Copenhagen - Wikipedia
Early history . 16th and 17th centuries. Post-war decades. Administration. Administration. Environmental planning. Demographics and society. Quality of life. Parks, gardens, and zoos . Landmarks according to district. Christianshavn. Frederiksberg.
Copenhagen (/[email protected]’[email protected]) -'ha-/ KOH–[email protected]–[email protected] -HAH– or /’[email protected]@n -ha-/ KOH–[email protected]–[email protected] -hah–  Danish: Kobenhavn (khopm'haw?) (listen)) is Denmark's capital and largest city. The city had an estimated population of 805,402 as of January 20, 2022 (644,431 inhabitants in Copenhagen Municipality; 103,608 residents in Frederiksberg Municipality; 42,723 residents in Tarnby Municipality and 14,640 residents in Dragor Municipality). It is the heart of Copenhagen's larger urban area (1,336,982) as well as the Copenhagen metropolitan area (2,057.142). Copenhagen is on the east coast of the island. A portion of Amager is on the other side of the city. It is separated from Malmo (Sweden) by the Strait of Oresund. Both cities are connected by rail and roads via the Oresund Bridge.

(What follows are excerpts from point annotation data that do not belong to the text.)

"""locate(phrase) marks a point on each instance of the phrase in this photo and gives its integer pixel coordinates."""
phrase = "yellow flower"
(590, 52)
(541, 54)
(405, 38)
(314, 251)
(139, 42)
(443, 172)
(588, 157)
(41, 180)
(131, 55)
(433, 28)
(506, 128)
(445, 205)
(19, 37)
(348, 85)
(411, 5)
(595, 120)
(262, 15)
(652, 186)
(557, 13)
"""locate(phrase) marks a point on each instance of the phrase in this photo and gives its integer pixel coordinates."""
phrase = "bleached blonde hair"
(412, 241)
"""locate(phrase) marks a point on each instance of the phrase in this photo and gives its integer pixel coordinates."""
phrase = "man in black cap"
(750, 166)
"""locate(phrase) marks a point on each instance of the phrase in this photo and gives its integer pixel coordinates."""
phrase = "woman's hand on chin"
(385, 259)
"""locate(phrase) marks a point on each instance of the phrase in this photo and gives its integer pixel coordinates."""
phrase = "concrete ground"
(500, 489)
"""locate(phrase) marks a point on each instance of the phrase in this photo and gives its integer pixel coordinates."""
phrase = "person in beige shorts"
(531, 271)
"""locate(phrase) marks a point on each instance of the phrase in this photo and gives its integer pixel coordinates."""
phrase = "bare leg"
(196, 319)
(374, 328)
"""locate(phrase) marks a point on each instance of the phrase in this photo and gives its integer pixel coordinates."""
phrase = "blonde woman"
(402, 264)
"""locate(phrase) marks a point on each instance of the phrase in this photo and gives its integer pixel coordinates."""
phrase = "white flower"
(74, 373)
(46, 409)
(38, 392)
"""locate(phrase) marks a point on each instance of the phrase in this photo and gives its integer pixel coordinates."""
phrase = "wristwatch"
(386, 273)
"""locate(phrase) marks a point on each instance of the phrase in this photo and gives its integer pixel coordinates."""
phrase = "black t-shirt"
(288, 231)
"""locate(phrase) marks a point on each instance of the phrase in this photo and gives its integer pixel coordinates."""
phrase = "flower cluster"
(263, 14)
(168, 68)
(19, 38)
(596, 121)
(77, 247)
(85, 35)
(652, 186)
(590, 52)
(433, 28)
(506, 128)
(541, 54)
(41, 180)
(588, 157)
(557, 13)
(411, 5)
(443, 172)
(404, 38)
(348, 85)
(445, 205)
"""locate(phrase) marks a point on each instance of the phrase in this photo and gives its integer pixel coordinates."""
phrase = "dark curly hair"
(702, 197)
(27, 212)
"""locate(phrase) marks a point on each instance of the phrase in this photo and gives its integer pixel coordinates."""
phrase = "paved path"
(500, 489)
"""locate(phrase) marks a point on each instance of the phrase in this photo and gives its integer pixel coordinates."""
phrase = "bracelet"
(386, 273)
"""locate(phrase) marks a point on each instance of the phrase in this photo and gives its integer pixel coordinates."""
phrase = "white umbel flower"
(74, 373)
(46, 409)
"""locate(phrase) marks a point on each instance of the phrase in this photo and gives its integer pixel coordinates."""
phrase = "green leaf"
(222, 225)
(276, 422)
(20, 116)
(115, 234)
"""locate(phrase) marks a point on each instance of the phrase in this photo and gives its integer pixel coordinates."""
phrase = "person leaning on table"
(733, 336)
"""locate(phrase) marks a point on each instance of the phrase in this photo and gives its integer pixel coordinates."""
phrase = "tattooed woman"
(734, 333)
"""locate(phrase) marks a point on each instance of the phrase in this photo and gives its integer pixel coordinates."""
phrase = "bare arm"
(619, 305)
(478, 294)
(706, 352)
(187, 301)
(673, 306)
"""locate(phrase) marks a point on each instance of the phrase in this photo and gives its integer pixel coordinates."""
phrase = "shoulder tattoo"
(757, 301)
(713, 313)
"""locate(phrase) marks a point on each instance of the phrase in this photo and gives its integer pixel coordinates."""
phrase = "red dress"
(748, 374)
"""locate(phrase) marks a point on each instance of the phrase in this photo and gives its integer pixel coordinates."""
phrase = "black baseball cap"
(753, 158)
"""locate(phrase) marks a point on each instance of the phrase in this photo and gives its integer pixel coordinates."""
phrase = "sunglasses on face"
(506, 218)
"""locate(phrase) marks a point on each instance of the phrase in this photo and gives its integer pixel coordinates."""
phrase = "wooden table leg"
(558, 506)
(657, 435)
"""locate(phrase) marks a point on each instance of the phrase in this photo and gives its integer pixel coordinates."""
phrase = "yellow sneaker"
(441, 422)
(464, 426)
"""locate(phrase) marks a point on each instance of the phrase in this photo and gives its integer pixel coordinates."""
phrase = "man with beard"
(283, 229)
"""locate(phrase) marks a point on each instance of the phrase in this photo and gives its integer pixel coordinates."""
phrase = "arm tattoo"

Copenhagen was established as a Viking fishing community in the 10th Century near Gammel Strand. It became the capital of Denmark in 15th century. It established itself as a regional center of power in the 17th century with its institutions and defenses. The city was the capital of the Kalmar Union during the Renaissance. It was the seat of monarchy and governed the majority of the Nordic region. This union was governed by the Danish monarch, who served as head of state. From the 15th century, the city was the cultural and economic heart of Scandinavia. The union ended in 1621 when Sweden rebelled. The city was rebuilt after a plague epidemic and a fire in 18th century. The prestigious Frederiksstaden district was built and cultural institutions such as the Royal Theatre or Royal Academy of Fine Arts were founded. The Danish Golden Age saw the introduction of a Neoclassical style to Copenhagen's architecture after further disasters, such as Horatio Nelson's attack on the Dano-Norwegian fleet in the early 19th Century. The Finger Plan, which was established after the Second World War, encouraged the growth of housing and business along the five urban railway lines that ran from the city center.